The state’s emergency reduction of Medicaid reimbursement rates this past June is the most recent example. Berline gets the state’s online public notices via email and knew about the reductions. But she says she knows others who found out only when they began receiving reduced payments.
Bessent was one who was caught unaware.
“It’s probably my responsibility to know about it, but it was kind of a shock,” she says. “It would’ve been nice to have a letter or some advanced time.”
Despite concerns over funding and the sometimes cumbersome billing practices, providers say there are definite advantages to accepting Medicaid.
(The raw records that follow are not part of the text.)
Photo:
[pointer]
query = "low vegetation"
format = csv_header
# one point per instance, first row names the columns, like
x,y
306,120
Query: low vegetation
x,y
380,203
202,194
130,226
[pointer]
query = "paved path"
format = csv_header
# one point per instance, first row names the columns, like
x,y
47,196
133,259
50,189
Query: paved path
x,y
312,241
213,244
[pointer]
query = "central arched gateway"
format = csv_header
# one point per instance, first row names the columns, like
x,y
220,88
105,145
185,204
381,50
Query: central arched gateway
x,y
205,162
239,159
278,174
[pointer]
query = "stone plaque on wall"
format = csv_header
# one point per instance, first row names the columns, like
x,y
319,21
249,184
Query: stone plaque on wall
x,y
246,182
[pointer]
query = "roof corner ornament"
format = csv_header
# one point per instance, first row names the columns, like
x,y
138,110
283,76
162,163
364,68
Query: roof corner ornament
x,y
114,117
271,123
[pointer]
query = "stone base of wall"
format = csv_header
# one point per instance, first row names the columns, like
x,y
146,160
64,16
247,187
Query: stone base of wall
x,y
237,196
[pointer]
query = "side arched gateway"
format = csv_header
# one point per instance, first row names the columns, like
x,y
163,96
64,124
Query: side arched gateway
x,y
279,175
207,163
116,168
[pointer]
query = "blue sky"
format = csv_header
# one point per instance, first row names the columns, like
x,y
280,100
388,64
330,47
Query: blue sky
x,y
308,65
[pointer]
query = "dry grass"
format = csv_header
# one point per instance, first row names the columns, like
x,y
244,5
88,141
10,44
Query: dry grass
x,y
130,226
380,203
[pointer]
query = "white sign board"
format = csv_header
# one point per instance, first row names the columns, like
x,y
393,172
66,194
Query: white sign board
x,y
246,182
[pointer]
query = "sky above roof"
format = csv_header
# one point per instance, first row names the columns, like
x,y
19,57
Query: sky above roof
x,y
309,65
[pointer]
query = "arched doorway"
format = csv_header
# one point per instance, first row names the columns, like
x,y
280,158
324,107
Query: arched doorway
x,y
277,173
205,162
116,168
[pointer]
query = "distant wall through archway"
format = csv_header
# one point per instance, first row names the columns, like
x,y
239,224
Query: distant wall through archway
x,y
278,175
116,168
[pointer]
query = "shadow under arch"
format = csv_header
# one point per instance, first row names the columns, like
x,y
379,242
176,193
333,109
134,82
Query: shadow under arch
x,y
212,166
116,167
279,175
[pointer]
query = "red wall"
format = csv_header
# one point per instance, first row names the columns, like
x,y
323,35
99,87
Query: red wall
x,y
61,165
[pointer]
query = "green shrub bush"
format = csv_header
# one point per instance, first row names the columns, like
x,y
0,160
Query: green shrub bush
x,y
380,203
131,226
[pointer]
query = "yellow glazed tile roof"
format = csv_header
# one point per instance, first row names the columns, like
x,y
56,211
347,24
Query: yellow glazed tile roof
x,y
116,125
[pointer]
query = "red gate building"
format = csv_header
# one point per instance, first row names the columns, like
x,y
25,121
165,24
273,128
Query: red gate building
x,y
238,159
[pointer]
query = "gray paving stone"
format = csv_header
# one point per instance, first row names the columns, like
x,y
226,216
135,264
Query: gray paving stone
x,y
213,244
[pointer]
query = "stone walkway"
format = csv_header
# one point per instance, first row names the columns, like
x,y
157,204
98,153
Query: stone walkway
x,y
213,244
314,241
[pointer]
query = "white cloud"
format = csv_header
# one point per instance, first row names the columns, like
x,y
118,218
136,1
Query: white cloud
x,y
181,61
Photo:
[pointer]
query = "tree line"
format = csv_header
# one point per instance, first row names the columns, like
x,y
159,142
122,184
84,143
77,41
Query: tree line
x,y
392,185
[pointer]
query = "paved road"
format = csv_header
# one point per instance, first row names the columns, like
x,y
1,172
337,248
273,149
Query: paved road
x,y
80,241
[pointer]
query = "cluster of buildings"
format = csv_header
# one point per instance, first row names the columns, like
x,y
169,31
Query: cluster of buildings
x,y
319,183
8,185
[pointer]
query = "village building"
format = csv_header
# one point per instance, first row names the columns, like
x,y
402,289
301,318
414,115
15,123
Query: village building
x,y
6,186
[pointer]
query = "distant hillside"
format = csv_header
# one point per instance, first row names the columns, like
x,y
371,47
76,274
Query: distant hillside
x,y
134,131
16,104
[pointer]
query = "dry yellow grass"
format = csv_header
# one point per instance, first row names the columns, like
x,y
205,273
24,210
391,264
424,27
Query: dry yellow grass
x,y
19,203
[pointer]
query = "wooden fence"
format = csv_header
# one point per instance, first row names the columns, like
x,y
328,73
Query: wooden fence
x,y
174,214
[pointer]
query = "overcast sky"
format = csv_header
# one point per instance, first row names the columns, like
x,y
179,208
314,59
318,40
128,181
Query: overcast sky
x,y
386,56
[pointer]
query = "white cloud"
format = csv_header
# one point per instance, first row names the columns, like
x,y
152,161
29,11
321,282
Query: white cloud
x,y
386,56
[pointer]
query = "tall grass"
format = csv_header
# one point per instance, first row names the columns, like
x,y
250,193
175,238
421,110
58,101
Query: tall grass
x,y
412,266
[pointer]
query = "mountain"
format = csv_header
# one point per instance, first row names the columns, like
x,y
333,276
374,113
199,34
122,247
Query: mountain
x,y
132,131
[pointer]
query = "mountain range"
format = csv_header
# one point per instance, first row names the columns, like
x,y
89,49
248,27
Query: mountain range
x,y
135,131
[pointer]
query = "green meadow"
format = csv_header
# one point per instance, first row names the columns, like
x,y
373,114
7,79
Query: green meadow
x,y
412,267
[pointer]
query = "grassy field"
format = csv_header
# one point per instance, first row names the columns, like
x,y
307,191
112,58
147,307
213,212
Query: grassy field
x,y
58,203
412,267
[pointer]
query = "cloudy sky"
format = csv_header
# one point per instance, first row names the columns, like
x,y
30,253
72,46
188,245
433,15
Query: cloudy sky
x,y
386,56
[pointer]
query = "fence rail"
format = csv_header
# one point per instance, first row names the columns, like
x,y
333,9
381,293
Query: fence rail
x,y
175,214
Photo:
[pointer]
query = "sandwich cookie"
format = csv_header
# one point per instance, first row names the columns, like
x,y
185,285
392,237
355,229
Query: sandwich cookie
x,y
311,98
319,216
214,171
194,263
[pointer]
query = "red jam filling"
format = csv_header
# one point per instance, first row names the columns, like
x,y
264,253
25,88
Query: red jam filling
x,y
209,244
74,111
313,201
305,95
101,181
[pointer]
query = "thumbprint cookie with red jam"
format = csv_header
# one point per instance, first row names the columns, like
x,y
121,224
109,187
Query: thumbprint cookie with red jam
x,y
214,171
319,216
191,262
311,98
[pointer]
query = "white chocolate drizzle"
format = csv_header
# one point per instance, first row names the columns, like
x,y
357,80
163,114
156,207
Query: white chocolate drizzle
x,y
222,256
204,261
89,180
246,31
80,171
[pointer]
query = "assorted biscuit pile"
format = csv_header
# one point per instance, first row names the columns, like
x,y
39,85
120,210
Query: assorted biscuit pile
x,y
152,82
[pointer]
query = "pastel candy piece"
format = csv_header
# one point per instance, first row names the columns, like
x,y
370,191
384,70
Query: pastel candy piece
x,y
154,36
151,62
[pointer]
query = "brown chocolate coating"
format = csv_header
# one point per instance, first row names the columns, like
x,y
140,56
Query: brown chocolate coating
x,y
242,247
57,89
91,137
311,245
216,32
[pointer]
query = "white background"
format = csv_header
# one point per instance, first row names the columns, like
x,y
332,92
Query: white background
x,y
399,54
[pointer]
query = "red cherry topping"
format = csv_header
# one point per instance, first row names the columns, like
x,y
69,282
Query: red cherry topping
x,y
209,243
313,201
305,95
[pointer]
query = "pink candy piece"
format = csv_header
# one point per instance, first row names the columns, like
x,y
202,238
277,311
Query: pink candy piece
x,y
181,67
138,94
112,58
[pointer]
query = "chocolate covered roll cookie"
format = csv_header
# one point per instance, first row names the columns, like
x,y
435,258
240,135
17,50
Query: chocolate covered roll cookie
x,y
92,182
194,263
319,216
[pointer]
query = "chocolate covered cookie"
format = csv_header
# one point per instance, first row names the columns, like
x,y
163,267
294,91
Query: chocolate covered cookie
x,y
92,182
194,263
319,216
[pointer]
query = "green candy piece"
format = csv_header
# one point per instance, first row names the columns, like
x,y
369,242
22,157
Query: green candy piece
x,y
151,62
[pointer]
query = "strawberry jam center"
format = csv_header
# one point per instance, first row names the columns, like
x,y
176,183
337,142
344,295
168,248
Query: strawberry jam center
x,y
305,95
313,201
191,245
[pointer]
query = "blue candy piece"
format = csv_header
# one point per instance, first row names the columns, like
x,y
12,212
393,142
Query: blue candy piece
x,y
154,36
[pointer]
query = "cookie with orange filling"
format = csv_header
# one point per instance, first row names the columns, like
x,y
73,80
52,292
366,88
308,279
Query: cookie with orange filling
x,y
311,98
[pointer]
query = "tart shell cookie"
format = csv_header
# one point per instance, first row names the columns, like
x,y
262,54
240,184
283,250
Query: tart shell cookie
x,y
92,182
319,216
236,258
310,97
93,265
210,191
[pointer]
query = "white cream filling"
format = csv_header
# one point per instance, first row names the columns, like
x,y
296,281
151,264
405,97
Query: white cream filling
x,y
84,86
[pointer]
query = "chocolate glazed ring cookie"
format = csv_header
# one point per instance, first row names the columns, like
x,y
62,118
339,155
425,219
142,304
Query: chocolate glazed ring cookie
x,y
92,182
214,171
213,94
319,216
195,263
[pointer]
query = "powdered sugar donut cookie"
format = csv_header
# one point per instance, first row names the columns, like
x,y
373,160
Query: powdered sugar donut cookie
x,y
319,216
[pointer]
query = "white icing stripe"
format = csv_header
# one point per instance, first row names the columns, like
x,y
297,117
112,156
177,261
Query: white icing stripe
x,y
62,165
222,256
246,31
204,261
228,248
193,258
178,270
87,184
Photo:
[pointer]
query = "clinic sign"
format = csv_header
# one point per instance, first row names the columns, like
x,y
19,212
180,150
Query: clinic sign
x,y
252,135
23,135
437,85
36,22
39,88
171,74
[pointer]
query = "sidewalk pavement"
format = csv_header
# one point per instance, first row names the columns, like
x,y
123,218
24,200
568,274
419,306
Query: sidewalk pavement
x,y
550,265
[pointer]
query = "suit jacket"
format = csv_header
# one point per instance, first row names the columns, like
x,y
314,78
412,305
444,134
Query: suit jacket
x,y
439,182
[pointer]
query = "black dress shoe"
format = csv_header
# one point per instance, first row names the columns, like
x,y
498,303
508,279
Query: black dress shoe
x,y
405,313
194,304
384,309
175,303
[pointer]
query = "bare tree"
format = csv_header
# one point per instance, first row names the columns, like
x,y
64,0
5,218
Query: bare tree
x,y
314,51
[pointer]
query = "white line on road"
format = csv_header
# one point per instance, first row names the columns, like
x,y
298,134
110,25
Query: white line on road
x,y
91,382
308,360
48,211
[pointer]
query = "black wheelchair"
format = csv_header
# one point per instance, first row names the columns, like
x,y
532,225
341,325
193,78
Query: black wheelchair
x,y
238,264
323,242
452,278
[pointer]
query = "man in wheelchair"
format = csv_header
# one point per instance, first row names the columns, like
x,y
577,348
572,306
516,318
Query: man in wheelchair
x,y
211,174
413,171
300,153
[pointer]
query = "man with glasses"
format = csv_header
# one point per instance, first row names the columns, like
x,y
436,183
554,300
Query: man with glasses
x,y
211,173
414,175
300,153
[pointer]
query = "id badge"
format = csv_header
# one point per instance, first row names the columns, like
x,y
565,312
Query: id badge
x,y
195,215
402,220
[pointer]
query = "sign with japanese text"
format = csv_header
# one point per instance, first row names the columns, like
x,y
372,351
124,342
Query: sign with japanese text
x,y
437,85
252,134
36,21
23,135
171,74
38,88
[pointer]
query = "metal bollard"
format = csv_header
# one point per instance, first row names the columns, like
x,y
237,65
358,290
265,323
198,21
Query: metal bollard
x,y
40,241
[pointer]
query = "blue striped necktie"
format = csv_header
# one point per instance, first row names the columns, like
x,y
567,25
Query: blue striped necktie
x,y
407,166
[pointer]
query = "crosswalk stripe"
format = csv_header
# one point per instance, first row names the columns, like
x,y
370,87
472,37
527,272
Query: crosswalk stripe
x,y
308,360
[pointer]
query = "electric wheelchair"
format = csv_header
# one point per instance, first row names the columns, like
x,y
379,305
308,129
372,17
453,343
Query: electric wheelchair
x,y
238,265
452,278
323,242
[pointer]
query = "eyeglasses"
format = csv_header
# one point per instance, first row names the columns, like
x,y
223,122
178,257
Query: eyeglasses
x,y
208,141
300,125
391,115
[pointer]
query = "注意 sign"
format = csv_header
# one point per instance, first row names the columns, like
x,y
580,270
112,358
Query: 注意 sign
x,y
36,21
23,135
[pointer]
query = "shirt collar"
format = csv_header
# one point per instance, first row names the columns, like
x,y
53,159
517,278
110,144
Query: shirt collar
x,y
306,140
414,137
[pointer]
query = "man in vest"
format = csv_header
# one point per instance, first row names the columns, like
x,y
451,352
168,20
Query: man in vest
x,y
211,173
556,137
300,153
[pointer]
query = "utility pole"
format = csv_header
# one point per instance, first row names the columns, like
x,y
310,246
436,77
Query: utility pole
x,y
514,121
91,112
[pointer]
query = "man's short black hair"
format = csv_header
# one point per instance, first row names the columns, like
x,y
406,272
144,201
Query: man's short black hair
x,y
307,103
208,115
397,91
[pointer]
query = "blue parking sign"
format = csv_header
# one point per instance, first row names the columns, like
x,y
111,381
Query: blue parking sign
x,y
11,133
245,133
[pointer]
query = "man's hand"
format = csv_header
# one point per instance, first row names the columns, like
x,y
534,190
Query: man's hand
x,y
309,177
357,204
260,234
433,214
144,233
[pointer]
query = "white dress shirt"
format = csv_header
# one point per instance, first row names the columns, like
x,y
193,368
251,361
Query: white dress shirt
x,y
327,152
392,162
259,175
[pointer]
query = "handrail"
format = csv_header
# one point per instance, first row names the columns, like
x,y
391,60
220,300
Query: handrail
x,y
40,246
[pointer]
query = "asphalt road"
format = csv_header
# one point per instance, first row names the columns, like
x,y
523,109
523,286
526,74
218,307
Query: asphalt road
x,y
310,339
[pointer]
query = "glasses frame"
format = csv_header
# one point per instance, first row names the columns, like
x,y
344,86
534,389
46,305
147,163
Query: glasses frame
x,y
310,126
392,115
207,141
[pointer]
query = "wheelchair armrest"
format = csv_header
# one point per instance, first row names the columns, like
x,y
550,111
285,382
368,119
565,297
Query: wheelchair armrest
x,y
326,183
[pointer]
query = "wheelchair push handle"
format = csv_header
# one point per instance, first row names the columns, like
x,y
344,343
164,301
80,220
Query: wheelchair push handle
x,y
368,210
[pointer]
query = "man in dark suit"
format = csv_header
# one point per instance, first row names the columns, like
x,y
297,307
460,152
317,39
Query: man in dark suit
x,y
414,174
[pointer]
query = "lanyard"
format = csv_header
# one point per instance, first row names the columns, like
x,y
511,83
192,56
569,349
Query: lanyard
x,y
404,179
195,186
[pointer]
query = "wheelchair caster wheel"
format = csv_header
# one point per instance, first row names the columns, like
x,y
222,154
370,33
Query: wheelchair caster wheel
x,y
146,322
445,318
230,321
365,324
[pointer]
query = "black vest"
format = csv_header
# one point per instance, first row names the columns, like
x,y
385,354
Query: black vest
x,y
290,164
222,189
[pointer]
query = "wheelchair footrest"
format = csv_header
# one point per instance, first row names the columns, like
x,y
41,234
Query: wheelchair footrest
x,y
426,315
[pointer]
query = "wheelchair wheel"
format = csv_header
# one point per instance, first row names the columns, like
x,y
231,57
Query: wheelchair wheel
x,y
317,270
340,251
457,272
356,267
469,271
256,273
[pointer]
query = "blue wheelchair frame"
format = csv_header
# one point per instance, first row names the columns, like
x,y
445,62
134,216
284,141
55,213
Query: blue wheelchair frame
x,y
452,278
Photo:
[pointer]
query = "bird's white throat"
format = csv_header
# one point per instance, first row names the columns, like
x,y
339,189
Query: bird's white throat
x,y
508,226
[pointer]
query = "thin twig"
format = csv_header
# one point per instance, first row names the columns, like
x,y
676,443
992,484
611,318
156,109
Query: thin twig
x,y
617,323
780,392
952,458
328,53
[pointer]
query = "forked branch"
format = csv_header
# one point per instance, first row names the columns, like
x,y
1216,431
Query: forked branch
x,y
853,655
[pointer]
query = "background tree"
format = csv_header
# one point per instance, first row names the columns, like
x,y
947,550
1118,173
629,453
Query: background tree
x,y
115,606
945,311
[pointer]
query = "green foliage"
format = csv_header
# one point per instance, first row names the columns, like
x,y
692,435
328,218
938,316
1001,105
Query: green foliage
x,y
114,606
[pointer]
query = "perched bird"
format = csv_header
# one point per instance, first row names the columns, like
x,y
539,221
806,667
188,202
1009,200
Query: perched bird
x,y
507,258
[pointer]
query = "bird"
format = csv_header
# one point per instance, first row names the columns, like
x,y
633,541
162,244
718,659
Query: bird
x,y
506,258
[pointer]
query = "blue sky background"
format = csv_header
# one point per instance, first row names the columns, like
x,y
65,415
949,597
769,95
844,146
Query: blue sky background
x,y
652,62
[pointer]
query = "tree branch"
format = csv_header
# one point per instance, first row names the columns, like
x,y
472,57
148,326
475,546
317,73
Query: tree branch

One is the promise of an almost steady income stream.
“I’ll be honest with you, one of the advantages is they pay weekly,” Berline says. “For the most part, what Medicaid pays, they pay on time.”
There’s also the satisfaction that comes with providing medical care to people who would be unable to pay out-of-pocket, with many providers seeing it as a form of altruism.
“Some providers take Medicaid patients not because they want to get rich but because they think it’s the right thing to do,” Martin says.
It’s a sentiment echoed by Sundberg, made stronger by the fact that the equipment he provides directly affects his patients’ livelihood.
“If we can provide [our patient] a leg or fix up what they have, that means they can work and pay for their family and become a productive member of society,” he says. “It’d be difficult to know you can fix something and have the ability to do it, and you just elected not to take Medicaid.”
“The Alaska Department of Health and Social Services will change something, but you can’t find it anywhere in their policies. They don’t update their policies fast enough to catch up with what the new ruling is, so you can be out of compliance and not even know it.”